Watching a bride walk down the aisle is already an emotional moment, but for Jaquie Farmer, that moment was magnified tenfold.
The newlywed stunned her wedding guests when she walked down the aisle and danced on her wedding night, nearly eight years after being paralyzed in a swimming pool accident.
Family and friends of the bride were overcome with emotion in the moment, but Jaquie’s wedding photographers – couple team Halie and Alec – caught guests’ reactions on camera for the bride and her groom Andy to go back and look at.
“Seeing the reactions now from the photos Halie and Alec captured just brings me to tears every time,” Jaquie told Fox 59. “It’s so easy to forget how miraculous it is that I can walk now since it’s the journey I’ve been going through for eight years. But when people react with such emotion and awe, it reminds me of just how blessed I am.”
Jaquie was paralyzed when she was just 17, after diving into a friend’s pool and breaking her neck, Fox 59 reports. Recalling the incident, Jaquie told the network that after her jump she heard her friends laughing as she lay face down in the water, because they thought she was joking.

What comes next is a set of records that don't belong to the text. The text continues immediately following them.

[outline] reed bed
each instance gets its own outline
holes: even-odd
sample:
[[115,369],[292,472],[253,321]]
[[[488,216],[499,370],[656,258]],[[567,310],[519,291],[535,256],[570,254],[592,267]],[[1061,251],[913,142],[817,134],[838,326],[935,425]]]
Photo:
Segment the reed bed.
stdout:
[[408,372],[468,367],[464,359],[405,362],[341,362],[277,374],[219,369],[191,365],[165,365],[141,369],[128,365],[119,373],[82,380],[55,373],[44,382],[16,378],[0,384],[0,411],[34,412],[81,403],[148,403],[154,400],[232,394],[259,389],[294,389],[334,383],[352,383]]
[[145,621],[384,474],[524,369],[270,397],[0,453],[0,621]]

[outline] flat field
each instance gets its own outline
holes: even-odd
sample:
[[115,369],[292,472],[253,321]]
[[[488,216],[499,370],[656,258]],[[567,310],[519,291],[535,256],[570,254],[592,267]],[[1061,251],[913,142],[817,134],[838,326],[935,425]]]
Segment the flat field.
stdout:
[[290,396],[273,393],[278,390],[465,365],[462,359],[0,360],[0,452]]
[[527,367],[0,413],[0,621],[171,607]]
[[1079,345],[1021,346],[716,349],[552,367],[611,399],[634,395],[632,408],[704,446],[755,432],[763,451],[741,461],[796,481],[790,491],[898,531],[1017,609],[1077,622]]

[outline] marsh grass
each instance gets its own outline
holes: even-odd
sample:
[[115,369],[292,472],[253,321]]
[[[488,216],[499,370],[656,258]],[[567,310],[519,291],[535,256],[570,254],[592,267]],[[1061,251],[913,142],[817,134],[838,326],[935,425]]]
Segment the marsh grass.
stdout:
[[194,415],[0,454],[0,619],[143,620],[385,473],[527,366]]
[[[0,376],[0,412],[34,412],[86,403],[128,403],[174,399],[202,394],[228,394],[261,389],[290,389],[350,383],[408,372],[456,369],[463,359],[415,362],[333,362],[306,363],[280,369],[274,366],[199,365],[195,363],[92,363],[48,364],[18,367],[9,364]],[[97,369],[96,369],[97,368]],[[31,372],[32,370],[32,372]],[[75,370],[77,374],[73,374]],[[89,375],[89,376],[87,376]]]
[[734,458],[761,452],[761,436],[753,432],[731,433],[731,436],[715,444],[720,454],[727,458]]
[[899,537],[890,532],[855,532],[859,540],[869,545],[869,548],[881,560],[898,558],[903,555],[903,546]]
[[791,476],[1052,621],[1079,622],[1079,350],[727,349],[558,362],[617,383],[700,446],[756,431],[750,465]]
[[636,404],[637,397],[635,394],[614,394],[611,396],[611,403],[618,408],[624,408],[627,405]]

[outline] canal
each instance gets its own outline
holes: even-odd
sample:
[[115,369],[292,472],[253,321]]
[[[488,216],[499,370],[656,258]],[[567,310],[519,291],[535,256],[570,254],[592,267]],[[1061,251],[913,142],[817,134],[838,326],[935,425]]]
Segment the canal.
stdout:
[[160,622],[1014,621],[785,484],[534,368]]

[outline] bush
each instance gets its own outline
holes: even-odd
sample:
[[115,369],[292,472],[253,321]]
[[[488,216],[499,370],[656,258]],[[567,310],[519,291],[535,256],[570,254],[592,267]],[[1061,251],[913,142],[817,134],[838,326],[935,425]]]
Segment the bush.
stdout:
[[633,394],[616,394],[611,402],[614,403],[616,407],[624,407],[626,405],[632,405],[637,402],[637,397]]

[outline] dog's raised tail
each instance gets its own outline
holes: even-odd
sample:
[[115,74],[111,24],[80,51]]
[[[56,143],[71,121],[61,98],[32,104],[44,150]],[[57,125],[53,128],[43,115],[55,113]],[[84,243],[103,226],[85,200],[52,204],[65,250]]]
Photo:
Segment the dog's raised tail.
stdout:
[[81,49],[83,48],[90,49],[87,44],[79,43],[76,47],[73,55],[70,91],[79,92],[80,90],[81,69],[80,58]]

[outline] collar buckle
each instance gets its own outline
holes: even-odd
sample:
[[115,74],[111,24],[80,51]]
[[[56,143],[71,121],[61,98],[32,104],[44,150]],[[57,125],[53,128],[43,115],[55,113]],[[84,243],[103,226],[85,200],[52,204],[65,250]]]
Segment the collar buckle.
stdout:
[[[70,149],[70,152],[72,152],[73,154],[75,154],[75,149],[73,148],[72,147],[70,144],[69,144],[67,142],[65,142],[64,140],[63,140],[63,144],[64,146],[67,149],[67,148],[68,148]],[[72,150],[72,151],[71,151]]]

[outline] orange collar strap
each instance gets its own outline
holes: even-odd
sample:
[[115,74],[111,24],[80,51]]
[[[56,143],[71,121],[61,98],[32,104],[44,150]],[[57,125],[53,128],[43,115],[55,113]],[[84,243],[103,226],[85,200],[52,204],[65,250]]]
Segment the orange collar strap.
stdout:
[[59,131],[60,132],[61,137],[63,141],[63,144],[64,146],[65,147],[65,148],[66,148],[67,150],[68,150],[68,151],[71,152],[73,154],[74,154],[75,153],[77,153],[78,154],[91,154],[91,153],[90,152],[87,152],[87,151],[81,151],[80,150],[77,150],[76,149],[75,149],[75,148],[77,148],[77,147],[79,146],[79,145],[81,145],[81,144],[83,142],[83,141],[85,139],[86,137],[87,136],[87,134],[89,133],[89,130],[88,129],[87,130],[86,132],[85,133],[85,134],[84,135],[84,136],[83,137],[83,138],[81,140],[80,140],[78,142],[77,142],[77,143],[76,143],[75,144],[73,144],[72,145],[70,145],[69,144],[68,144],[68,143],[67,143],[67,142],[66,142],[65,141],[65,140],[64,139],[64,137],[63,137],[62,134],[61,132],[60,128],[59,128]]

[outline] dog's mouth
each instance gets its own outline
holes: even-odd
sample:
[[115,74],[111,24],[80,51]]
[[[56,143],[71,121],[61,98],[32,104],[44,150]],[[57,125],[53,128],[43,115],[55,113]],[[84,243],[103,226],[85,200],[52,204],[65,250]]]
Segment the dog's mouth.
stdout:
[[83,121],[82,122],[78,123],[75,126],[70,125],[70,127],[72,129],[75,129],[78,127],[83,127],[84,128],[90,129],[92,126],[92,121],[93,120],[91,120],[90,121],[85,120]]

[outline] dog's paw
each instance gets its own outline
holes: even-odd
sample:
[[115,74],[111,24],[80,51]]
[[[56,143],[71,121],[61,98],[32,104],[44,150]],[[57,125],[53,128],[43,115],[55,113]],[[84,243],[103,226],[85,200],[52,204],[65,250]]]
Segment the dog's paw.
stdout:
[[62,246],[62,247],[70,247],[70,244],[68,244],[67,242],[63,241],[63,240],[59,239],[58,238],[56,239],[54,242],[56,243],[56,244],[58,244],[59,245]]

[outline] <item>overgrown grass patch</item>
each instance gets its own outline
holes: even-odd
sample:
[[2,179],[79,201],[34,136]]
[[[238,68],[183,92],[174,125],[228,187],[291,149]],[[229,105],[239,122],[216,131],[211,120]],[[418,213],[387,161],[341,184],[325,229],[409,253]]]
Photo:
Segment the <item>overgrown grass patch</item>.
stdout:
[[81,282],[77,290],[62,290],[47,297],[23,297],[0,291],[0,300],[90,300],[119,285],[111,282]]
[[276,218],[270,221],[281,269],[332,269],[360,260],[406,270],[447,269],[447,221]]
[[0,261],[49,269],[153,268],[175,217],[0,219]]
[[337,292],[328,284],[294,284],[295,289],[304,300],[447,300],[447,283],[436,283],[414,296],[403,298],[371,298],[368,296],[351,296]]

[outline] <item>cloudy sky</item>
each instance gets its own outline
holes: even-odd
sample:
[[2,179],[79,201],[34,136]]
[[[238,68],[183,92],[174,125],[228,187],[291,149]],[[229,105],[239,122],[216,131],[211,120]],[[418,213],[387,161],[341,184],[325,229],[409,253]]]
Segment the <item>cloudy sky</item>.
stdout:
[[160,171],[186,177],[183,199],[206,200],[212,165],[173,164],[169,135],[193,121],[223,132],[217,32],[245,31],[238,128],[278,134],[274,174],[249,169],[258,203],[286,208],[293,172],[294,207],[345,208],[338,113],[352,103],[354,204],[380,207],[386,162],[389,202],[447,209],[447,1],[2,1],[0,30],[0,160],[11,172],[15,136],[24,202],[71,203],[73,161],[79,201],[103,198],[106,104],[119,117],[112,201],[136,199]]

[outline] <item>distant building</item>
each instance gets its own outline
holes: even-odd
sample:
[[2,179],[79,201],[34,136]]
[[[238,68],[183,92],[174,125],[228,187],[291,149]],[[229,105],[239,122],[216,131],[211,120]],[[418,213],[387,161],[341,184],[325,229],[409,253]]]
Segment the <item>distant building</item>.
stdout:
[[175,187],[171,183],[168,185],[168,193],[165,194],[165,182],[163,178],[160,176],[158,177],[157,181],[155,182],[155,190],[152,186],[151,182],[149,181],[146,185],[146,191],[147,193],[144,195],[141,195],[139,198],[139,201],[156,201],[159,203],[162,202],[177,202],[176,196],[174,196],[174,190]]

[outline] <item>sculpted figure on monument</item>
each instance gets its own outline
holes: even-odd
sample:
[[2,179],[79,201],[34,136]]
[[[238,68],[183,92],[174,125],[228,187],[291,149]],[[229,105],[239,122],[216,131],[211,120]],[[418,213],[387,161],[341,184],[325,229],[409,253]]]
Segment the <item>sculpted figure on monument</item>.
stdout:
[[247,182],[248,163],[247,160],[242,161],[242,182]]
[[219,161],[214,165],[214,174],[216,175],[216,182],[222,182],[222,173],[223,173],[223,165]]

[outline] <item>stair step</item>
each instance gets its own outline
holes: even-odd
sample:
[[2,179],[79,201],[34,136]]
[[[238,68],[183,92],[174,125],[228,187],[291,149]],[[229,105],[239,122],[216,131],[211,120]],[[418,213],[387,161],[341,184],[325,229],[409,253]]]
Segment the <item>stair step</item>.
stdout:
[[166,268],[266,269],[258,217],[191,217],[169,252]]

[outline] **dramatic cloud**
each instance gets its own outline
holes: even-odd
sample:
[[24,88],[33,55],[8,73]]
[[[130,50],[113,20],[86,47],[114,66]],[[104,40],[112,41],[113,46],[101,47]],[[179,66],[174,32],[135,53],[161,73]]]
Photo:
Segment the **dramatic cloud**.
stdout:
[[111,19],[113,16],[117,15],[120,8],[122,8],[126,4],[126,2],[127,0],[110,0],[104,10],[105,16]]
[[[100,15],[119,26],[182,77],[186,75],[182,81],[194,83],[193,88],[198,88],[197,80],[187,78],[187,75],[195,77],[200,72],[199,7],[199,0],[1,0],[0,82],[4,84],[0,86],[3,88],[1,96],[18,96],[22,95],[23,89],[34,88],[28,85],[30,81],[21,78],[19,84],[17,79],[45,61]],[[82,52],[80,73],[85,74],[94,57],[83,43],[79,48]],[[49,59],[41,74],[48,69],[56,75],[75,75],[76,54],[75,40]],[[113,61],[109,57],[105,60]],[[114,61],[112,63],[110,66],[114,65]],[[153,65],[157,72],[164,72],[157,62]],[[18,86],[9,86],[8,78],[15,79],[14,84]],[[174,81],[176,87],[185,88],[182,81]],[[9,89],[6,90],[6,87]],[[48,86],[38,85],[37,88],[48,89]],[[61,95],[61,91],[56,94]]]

Eventually, she was pulled out of the pool and someone called her mother to pick her up. Once at the hospital, Jaquie’s doctors told her that she was paralyzed, but what she remembers most is being able to feel her limbs, but not move them, according to Fox 59.
“I remember looking over at my mom saying, ‘Am I going to be in a wheelchair forever?’ And holding back tears she said, ‘If God wants you to walk, you’ll walk,” she added.
After that, and a hint of promise when she was able to move her big toe, Jaquie spent hundreds of hours in physical therapy and the gym as she worked towards building the strength to stand.
Nearly five years after the accident, Jaquie met Andy Goncher on a dating app, and he proposed two years later, prompting Jaquie to make it a goal to walk down the aisle at their wedding.
Just under a year later, Jaquie met her goal on May 22, 2016, as she was able to enjoy their day “wheelchair-free” as she had hoped.